Sunday, July 23, 2006

the first month

I have been in Uganda for a month now but have only today been able to get this blog up and running. In the past four weeks - among other things - I’ve arrived, traveled to Rwanda, found a home in Kampala and started my field placement at a local HIV/AIDS organization. Below are a few of my thoughts from these weeks. I promise that in the future I’ll make my posts more frequent and less long, and that I’ll include some photos!



June 21st: A few of my first impressions: My name is understood only after Alicia Keyes is referenced. Electricity is a scarce commodity, so scarce that it is rationed out on a “24-hours on, 24-hours off” basis. Kampala is extremely dusty, crowded and chaotic …


June 26th: I traveled to Rwanda to visit the Women for Women International office (the organization I used to work for). I wanted to see familiar faces and take-in an unfamiliar country while I had the opportunity. Immediately upon arriving in Kigali I was encouraged to go to the Kigali Memorial Center (the official name for the genocide memorial). I was hesitant. I feared that the memorial targeted outsiders and that it somehow exploited the trauma and misrepresented the reality (much like the film Hotel Rwanda, which many Rwandans have informed me is “fake”). I was wrong. The Memorial Center gives voice to the Rwandans that lived through, died from and survived the genocide. It gives the genocide a history – puts it in its proper place in time and shows how it grew out of the past. To those of us outside of Rwanda, the genocide took place in 100 days. Here, the genocide was one brutal phase in a much longer devastating war.
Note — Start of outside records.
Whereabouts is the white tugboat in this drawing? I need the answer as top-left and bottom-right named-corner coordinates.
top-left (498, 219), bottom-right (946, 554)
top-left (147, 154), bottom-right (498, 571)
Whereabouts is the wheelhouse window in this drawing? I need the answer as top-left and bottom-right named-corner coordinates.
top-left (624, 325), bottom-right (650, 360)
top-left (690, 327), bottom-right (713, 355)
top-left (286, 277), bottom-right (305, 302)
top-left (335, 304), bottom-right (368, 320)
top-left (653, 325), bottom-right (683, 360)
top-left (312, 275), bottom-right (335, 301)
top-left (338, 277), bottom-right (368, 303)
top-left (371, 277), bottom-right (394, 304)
A voice of bitterness is captured in written explanations of the colonial past and the more recent role of the international community. The memorial is a chance for Rwandans to tell their own story, to remember their own people, to try to make sense of their own lives, and to help all the rest of us try to understand as well. It literally sucked the air out of me to see piles of bones that had been exhumed from mass graves or found strewn in the streets; to walk through a display of clothing that had been removed from dead bodies; and to stand amidst photos of murdered children and to read what their last words were …


As I listened to and learned from Rwandans, I was also asked a lot of questions, particularly from the women who participate in Women for Women International programs. These are women who have little more than the clothes on their back and the child hanging from their breast. They are women who told me that their biggest dreams are to have a home, to buy a cow, or to feed their family. These women wanted me to tell them: Do women in America do something special so that they only have 1-2 children? Do white women have caesarian sections because they think they will be unattractive to a man after natural birth? Do people die from AIDS in America like we do here? Is there poverty and suffering like ours in America? I struggled to find answers to their questions and explanations for those answers …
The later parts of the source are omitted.